The PEP, which includes neurologists, reviews all MRI reports for patients upon initially classification of cases as poliomyelitis, polio-compatible, or nonpolio AFP. For this analysis, we re-reviewed all MRI reports by using CDC definitions for AFM criteria. MRI spinal cord reports with terms such as affecting mostly gray matter, affecting the anterior horn or anterior horn cells, affecting the ventral horns, affecting the central cord, anterior myelitis, or poliomyelitis (with no supporting laboratory detection of polio) were all considered AFM-consistent terminology (i.e., a spinal cord lesion restricted largely to gray matter). Almost all MRIs were performed at children’s hospitals, and reporting was done by pediatric radiologists with the requisite expertise to delineate such changes. There were no cases of wild poliovirus‒associated poliomyelitis, and only 1 case involved a Sabin vaccine strain of poliovirus during the study period, which was excluded. Members of the PEP reviewed and confirmed cases as meeting AFM diagnostic criteria.

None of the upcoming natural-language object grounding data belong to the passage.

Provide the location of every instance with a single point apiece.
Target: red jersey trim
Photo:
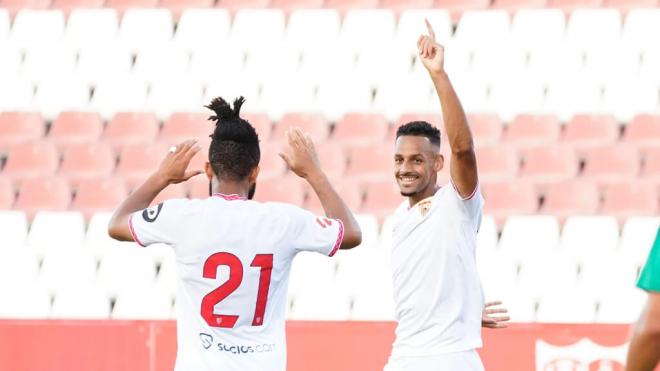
(130, 226)
(340, 238)
(233, 197)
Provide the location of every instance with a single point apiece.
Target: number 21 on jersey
(262, 261)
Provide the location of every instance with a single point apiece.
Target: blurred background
(563, 98)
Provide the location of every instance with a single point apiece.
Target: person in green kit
(644, 351)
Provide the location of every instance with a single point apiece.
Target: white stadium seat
(200, 29)
(91, 28)
(57, 231)
(13, 228)
(143, 303)
(37, 28)
(146, 28)
(84, 301)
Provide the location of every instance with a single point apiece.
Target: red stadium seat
(569, 198)
(137, 162)
(496, 163)
(349, 191)
(19, 127)
(549, 164)
(288, 189)
(75, 127)
(31, 160)
(457, 7)
(87, 161)
(261, 123)
(370, 162)
(611, 164)
(95, 195)
(486, 128)
(178, 6)
(504, 199)
(43, 194)
(130, 128)
(587, 131)
(382, 197)
(67, 6)
(628, 199)
(7, 194)
(313, 124)
(643, 131)
(533, 130)
(361, 128)
(183, 126)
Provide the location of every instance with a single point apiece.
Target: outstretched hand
(489, 320)
(174, 166)
(431, 53)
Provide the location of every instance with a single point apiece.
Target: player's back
(233, 262)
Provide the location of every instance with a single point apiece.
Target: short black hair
(420, 129)
(234, 150)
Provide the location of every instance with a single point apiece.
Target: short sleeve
(649, 279)
(317, 233)
(472, 205)
(162, 223)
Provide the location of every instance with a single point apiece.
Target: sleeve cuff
(340, 238)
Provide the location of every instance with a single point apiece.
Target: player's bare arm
(494, 316)
(302, 159)
(172, 170)
(644, 351)
(463, 164)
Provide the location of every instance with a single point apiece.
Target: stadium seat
(506, 198)
(587, 236)
(496, 162)
(167, 97)
(630, 198)
(457, 7)
(288, 190)
(19, 127)
(31, 160)
(56, 231)
(75, 127)
(14, 227)
(87, 161)
(533, 130)
(145, 28)
(84, 301)
(37, 28)
(126, 269)
(526, 236)
(126, 129)
(61, 270)
(381, 198)
(31, 303)
(611, 163)
(637, 237)
(360, 128)
(136, 162)
(144, 303)
(96, 195)
(120, 95)
(102, 64)
(199, 28)
(549, 164)
(573, 197)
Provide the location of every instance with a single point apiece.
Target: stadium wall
(78, 345)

We used Stata 13 (StataCorp LLC, https://www.stata.com) for descriptive analyses and calculated annual AFM incidence rates by using population denominator data cubes from the Australian Bureau of Statistics (Australian Historical Population Statistics and Estimated Resident Population for 2017 and 2018). The study was approved by the Australian National University Human Research Ethics Committee (2019/472).
We identified 37 confirmed AFM cases on the basis of MRI findings and 4 probable AFM cases on the basis of pleocytosis in CSF. The original diagnoses of the 37 cases newly classified AFM cases included 17 (42%) cases of transverse myelitis, 12 (29%) cases of anterior horn cell disease, 9 (22%) cases of acute disseminated encephalomyelitis, 2 (5%) cases of Hopkins syndrome, and 1 (2%) case of myeloradiculitis. Cases of AFM accounted for 4% (41/915) of all confirmed AFP cases reported to the surveillance system in Australia. AFM was rare when compared with the most common diagnoses associated with AFP, which were Guillain–Barré syndrome (338 [37%] of 915), transverse myelitis (144 [16%] of 915), and acute disseminated encephalomyelitis (104 [11%] of 915).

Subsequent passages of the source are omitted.